あれから数日が経過した。何とも無い、ごく普通の、以前と同じ日々が時計のように始まってくれた。シエルから見ても、セバスチャンは何とも無い。あの鏡の忌々しさをこのファントムハイヴ邸から引き剥がしてからはいつもの風景が戻ってくれたのだ。

一日、朝が始まり部屋に愛しい悪魔が朝食を運んで入ってくる。カーテンを引いて朝の日差しを浴びせながら、逆光に映えるのは美しく整ったいつもの顔。素晴らしい一日の合図のように、ニコリと微笑んで声をかける。

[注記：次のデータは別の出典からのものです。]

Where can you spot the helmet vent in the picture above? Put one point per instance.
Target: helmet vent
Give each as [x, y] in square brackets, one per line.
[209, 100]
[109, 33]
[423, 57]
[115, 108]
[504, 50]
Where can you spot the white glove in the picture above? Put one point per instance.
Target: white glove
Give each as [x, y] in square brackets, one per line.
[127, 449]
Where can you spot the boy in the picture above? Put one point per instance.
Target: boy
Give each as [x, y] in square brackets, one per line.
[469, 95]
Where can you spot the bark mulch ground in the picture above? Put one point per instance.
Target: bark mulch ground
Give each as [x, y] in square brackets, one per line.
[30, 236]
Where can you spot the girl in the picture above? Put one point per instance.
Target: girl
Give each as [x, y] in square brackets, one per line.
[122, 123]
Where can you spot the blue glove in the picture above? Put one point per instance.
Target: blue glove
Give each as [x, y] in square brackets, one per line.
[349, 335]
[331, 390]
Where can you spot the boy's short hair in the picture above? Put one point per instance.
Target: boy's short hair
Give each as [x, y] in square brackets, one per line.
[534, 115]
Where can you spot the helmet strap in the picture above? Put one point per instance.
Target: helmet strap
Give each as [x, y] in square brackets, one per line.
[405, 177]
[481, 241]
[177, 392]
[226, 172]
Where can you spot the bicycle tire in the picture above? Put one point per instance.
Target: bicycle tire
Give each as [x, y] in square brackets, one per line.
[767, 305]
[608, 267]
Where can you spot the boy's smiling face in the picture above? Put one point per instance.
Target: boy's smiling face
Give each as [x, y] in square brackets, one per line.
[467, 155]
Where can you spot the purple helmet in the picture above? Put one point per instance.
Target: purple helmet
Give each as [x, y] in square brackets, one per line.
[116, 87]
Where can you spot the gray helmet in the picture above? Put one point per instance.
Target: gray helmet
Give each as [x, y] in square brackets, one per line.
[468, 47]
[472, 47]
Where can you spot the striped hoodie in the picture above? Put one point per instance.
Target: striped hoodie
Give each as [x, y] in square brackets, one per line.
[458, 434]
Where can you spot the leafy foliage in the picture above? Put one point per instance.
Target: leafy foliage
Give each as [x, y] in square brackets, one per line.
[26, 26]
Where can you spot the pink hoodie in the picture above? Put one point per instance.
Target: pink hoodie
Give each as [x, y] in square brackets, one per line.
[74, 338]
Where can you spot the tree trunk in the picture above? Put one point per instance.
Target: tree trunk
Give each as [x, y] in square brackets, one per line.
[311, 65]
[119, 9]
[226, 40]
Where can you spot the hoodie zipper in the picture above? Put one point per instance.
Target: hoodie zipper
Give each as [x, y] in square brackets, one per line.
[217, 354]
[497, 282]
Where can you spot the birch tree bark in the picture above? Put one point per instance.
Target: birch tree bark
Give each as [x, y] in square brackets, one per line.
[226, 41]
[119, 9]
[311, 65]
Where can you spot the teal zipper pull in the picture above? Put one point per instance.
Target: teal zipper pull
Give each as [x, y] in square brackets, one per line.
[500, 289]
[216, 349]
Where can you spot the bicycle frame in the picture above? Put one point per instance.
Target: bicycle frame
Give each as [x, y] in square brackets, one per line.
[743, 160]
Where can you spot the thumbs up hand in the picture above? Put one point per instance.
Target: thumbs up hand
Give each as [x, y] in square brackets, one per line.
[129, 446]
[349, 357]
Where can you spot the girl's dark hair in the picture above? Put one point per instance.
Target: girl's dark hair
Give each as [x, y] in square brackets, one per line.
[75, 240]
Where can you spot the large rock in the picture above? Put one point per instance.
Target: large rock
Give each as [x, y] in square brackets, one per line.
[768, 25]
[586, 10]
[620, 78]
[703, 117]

只、他の人間と比較して異なる箇所があるとすれば、朝の日差しと共に彼の薄く整った唇が頬にそっと触れてくれる事。そして夜、草木も寝静まるのと共にいつものように呼びつけた彼が、白いシーツの海に自ら手先を伸ばして触れて沈み、身体を重ねて熱を生み出す事。ひんやりとした人が乗らない箇所に伸ばした手足を己の熱で温め文字通り熱い夜を過ごす事位。
顔は紳士淑女に見立てておきながらも、影ではえげつない事に興味を抱く他の人間を尻目に、自分はそれ以上の世界を知っている。

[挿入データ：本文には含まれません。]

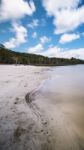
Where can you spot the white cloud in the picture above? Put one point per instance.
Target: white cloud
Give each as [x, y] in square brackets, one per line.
[20, 36]
[68, 38]
[45, 39]
[33, 24]
[36, 49]
[66, 15]
[58, 52]
[34, 35]
[14, 9]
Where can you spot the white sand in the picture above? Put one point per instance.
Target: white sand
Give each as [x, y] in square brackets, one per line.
[15, 114]
[37, 124]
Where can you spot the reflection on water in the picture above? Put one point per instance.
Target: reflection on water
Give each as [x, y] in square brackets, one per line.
[65, 89]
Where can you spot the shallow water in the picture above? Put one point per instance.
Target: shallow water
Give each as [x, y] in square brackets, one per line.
[65, 90]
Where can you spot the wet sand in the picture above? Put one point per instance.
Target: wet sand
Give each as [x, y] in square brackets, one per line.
[41, 108]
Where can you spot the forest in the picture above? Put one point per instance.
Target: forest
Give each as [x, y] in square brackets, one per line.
[11, 57]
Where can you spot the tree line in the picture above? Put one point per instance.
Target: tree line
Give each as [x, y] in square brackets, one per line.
[12, 57]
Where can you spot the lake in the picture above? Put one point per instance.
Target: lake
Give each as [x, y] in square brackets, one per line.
[65, 91]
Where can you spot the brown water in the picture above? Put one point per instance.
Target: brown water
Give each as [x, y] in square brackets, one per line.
[65, 90]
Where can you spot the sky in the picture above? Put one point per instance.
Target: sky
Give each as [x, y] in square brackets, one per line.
[53, 28]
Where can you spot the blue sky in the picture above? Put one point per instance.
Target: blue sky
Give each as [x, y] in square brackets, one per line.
[53, 28]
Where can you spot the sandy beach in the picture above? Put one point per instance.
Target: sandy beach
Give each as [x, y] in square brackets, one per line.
[29, 118]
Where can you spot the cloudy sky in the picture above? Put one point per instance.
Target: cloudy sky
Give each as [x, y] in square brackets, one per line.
[53, 28]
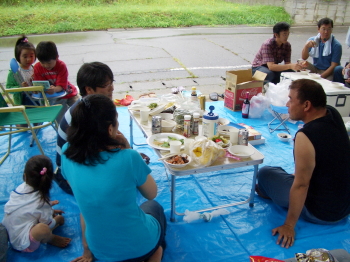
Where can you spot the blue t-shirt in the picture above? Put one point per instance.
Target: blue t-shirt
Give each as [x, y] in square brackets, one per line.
[324, 62]
[116, 228]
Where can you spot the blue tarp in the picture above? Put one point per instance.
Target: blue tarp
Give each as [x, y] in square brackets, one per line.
[233, 237]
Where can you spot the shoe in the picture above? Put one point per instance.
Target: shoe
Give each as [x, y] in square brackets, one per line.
[213, 96]
[145, 158]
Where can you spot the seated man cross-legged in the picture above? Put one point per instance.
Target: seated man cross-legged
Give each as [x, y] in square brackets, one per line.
[274, 51]
[319, 189]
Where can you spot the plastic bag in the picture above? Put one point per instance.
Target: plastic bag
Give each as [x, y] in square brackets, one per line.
[258, 104]
[204, 152]
[277, 95]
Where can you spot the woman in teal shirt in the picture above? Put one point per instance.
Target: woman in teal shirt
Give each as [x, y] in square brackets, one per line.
[106, 176]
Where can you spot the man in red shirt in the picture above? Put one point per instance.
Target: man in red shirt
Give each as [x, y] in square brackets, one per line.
[273, 52]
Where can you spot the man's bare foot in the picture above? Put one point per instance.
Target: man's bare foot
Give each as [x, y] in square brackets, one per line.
[86, 257]
[157, 256]
[54, 202]
[59, 241]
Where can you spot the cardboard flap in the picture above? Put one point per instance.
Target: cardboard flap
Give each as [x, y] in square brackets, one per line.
[259, 75]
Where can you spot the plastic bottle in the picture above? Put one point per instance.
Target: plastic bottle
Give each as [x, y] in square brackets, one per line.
[187, 125]
[195, 123]
[194, 97]
[246, 106]
[210, 122]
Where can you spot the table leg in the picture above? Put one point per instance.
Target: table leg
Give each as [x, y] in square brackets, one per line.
[252, 192]
[172, 199]
[131, 133]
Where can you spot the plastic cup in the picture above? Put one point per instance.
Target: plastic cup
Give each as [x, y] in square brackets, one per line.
[175, 147]
[234, 136]
[188, 143]
[144, 113]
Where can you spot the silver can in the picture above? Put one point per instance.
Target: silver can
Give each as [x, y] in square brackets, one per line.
[243, 137]
[156, 124]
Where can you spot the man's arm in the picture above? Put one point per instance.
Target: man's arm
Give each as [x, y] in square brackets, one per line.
[329, 71]
[304, 166]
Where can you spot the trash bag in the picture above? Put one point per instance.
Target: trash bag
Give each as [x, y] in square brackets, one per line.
[258, 104]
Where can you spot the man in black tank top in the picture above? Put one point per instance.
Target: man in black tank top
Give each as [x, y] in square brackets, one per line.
[319, 189]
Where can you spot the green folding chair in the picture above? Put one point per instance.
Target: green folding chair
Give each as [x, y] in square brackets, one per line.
[12, 118]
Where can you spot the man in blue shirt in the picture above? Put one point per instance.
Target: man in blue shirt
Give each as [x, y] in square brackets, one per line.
[325, 50]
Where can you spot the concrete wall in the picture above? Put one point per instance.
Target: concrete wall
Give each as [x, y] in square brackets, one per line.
[310, 11]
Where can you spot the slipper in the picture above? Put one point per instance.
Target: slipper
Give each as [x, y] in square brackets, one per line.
[213, 96]
[145, 158]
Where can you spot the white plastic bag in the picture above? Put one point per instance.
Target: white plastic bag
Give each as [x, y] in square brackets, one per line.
[258, 104]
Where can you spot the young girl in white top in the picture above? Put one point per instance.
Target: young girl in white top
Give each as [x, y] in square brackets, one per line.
[25, 56]
[29, 217]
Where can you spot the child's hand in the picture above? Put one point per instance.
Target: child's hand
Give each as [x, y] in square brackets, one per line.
[50, 90]
[54, 202]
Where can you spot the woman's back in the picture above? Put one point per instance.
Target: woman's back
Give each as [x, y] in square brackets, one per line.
[116, 228]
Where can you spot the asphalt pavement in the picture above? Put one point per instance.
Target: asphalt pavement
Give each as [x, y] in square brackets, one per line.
[155, 60]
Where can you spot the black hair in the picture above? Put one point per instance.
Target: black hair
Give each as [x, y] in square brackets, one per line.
[38, 173]
[310, 90]
[23, 43]
[325, 21]
[88, 133]
[46, 51]
[279, 27]
[95, 74]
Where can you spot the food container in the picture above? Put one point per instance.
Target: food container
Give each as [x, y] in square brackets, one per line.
[209, 124]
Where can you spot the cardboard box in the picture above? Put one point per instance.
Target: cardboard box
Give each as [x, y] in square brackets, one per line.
[238, 83]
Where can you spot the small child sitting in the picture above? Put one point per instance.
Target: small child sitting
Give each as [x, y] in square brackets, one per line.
[55, 71]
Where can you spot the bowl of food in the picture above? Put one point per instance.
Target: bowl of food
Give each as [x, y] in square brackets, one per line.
[178, 161]
[241, 151]
[304, 71]
[168, 125]
[284, 137]
[223, 122]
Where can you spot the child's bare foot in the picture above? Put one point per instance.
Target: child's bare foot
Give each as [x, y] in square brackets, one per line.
[157, 256]
[59, 241]
[54, 202]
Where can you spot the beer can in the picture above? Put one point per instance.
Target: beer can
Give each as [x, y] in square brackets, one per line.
[243, 137]
[201, 99]
[156, 124]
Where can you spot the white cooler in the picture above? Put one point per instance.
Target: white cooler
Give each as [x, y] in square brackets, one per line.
[339, 98]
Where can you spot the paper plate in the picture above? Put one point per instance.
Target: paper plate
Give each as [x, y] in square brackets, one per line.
[163, 137]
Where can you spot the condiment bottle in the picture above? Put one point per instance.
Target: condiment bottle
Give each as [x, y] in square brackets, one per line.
[194, 97]
[187, 125]
[195, 123]
[210, 122]
[246, 106]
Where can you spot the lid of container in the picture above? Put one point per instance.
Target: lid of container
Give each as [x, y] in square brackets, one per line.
[211, 115]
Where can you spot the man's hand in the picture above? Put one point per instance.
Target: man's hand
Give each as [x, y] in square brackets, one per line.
[286, 235]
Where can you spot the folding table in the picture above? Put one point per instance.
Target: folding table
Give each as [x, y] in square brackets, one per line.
[220, 164]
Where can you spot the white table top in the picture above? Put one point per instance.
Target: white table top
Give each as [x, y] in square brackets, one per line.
[219, 164]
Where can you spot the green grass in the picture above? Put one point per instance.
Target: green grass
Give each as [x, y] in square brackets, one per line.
[50, 16]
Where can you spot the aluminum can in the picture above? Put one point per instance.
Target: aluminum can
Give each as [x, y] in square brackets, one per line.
[243, 137]
[156, 124]
[201, 99]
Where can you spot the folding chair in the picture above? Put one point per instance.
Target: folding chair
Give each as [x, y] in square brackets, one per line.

シエルはおやつに出す素晴らしい仕上がりのケーキを運ぶセバスチャンを見上げてフッと微笑んだ。セバスチャンにはその意味は恐らく分からぬままだと思うが、それでいい。
このまま暫く、この生活でいたい。このまま終わらなければいい・・・復讐を終えその代償に捧げる魂を、彼に食われるまでずっと同じサイクルで。
「坊ちゃん」
一言、最高の思考に浸っていたシエルを察するかのようにセバスチャンの言葉がそっと添えられた。喉を鳴らして曖昧気味な返事をして、セバスチャンを見上げる。
「女王陛下からのお手紙ですよ」
「ん」
いつものように大量に届いた手紙の中から、女王の手紙を引き抜いて手渡される。手紙を受け取るのと同時に、さりげなくシエルはグローブに包まれたセバスチャンの指先を絡めた。
「もう、坊ちゃん!」
「何だ赤くして。レディじゃあるまいし」
「お仕事とプライベートをきちんと分けて下さいよ」
可愛い奴。こんな些細な事で思った通りの反応をしてくれる。愛くるしい奴だ。

しかし、女王からの手紙の中には少々面倒な文面が綴られていた。とある館の中で奇妙な現象が発生しているらしい。それだけならばまだしも、関連するのが壁掛けの鏡なのだそうだ。シエルはそっと眉間に力を込めた。女王からの要請は全て片付けたい。だがセバスチャンのあの怖がりようと見た後でこのような奇々怪々現象の実態調査とは。
「やはり気になるな・・・」
「は?」
「いや、こっちの話だ」
セバスチャンは途端に機嫌が悪くなって、それに気が付いたシエルは軽いため息を吐く。
「こら、言いたい事があればハッキリ言え」
「坊ちゃんが私に内緒ごとをしています」
「まだ未確認だし確証もないからだ。別にお前に内緒にしている訳ではないし、見るからに分かるような不機嫌な態度をするな」
「未確認の事とは?」
「えっ・・・いやその・・・」
「ほら、私に内緒ごとです」
「あ!いや、セバスチャンこれは・・・こら、まだ話が終わっていない!何処に行くセバスチャン!」
少し癪に障るのが、このあからさまな嫉妬する態度だけなのだが・・・。